Porträtfotografie: Ganzkörperporträts

20. August 2012

Bei der klassischen Porträtfotografie müssen Sie motivbedingt dem Modell teilweise sehr nahe kommen, wenn Sie nicht gerade sehr lange Brennweiten verwenden wollen. Damit einher geht meist, dass das Modell Ihre Gegenwart spürt und einen Teil seiner vielleicht vorhandenen Unbefangenheit verliert. Das Ganzkörperporträt gibt Ihnen die Möglichkeit, einen Menschen aus einer gewissen Distanz heraus mit der Kamera zu beobachten und einzufangen.

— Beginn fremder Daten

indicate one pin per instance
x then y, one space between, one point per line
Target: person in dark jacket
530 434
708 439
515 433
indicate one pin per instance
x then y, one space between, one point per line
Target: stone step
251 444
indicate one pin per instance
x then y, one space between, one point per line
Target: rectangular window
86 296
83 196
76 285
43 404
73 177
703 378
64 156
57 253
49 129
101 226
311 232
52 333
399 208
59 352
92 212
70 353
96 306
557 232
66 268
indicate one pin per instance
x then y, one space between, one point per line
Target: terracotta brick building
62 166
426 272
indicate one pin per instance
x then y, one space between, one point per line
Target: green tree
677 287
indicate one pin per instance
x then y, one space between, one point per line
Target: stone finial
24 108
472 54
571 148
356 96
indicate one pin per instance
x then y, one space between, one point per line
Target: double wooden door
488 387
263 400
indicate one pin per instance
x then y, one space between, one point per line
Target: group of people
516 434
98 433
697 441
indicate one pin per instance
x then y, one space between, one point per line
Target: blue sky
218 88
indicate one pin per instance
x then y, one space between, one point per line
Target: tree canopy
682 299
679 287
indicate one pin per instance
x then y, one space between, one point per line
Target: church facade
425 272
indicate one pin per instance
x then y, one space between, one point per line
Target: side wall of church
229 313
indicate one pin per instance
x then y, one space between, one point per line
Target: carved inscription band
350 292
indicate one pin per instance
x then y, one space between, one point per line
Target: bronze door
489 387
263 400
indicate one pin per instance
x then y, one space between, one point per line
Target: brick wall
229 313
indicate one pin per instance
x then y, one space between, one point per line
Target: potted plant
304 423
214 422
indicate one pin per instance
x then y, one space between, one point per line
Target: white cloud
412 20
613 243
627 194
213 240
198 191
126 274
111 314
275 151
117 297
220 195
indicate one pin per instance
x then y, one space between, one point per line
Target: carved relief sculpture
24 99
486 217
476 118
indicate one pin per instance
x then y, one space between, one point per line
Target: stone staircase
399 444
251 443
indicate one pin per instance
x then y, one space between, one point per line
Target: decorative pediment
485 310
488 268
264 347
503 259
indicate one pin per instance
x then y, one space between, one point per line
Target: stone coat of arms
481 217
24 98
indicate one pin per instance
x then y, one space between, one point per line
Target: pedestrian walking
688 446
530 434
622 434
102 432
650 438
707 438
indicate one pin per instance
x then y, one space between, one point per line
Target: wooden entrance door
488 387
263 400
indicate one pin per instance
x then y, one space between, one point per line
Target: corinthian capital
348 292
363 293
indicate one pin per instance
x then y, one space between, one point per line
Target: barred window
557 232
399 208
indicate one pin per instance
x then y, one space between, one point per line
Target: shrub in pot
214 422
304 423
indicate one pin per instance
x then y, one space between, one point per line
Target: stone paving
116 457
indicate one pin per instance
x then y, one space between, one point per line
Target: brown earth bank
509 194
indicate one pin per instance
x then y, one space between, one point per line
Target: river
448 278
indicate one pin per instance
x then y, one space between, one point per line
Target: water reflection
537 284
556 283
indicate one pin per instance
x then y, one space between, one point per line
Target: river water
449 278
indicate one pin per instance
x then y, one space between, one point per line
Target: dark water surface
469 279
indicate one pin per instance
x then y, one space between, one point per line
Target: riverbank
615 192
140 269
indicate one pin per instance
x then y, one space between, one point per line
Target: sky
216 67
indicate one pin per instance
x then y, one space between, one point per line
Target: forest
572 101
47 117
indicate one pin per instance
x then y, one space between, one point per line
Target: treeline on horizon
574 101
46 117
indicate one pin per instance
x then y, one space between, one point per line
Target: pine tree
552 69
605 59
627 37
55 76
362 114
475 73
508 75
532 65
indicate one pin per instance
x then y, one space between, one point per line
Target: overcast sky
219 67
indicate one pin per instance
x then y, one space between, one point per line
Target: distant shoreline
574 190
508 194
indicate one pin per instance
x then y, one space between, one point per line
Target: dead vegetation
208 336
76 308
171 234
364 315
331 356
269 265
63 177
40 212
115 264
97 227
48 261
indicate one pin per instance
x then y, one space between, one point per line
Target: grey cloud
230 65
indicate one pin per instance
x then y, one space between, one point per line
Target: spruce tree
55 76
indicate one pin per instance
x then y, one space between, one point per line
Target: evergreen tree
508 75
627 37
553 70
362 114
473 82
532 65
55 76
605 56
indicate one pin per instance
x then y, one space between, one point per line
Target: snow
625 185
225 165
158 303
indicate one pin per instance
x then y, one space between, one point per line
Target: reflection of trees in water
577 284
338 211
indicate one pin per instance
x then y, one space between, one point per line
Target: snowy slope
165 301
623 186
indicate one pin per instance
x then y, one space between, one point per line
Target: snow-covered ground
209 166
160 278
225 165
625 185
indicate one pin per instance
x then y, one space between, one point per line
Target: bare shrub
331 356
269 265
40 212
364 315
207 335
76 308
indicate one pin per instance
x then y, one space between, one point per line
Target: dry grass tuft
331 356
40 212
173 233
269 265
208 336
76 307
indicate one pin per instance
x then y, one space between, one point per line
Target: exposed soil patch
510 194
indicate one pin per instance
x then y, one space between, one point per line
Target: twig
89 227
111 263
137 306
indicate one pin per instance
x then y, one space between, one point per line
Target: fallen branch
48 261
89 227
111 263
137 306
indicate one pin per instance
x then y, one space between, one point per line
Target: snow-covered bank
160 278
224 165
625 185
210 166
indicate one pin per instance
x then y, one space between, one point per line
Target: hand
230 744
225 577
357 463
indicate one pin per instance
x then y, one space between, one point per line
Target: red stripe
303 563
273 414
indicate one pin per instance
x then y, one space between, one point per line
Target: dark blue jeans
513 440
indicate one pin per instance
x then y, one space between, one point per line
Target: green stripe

Wenn Sie beginnen, Ganzkörper zu porträtieren, dann sollten Sie mit dem ungezwungenen Motiv beginnen. Beobachten Sie Ihr Modell mit der Kamera und versuchen Sie, es „aus dem Leben“ zu greifen. Das Modell sollte wissen, dass es fotografiert wird, aber nicht extra für die Kamera posen. Die gestellte Fotografie bedarf einer gewissen Erfahrung des Modells und des Fotografen in Haltung, Mimik und Gestik, um nicht gestellt und gekünstelt zu wirken.

Ein posendes Modell in einer belebten Stadt wird fast zwangsläufig dazu führen, dass Sie gefragt werden, für welches Magazin Sie arbeiten, insbesondere wenn das Modell sehr attraktiv ist.

Das Licht

Bei Fotos im Freien kommt es auf das Licht und die Tageszeit an. Die Mittagszeit eignet sich nur dann zum Fotografieren, wenn der Himmel bewölkt und das Licht dadurch weich und gleichmäßig ist. Die Abendstunden sind sehr gut geeignet, die Sonne sollte noch hoch genug stehen, aber zumeist sind öffentliche Orte dann auch belebter. Wenn Sie schönes Licht und Ruhe haben wollen, dann gilt auch in der Fotografie: Der frühe Vogel fängt den Wurm. Im Juni oder Juli ist 5 Uhr morgens eine wunderbare Zeit für Fotos. Viele Bilder, die Sie in Hochglanzmagazinen sehen, sind aus den genannten Gründen in den frühen Morgenstunden entstanden: Gutes Licht und wenig Störungen.

Ein Ganzkörperporträt können Sie sowohl im Freien als auch im Studio fotografieren, mit Available Light oder mit Kunstlicht. Ihrer Fantasie sind da keine Grenzen gesetzt.

Die Location

Für den Anfang sollten Sie sich ein Modell suchen, das mit Ihnen vertraut ist. Das kann der Partner, ein Bruder, eine Schwester oder eine gute Freundin sein. Eine Person, von der Sie wissen, dass sie sich vor der Kamera unbefangen bewegen kann und nicht ständig sichtbar zeigt, dass sie sich beobachtet fühlt. Geeignete Locations sind Strände, Seeufer, Parks, aber auch Orte in Innenstädten, die nicht so sehr belebt sind. Hier kommen wir schon an einen wichtigen Punkt: Suchen Sie sich für den Anfang Örtlichkeiten mit wenig Publikumsverkehr. Erstens laufen Ihnen dann nicht ständig Menschen ins Bild und zweitens können Sie sich so als Fotograf daran gewöhnen, dass Sie selbst beobachtet werden.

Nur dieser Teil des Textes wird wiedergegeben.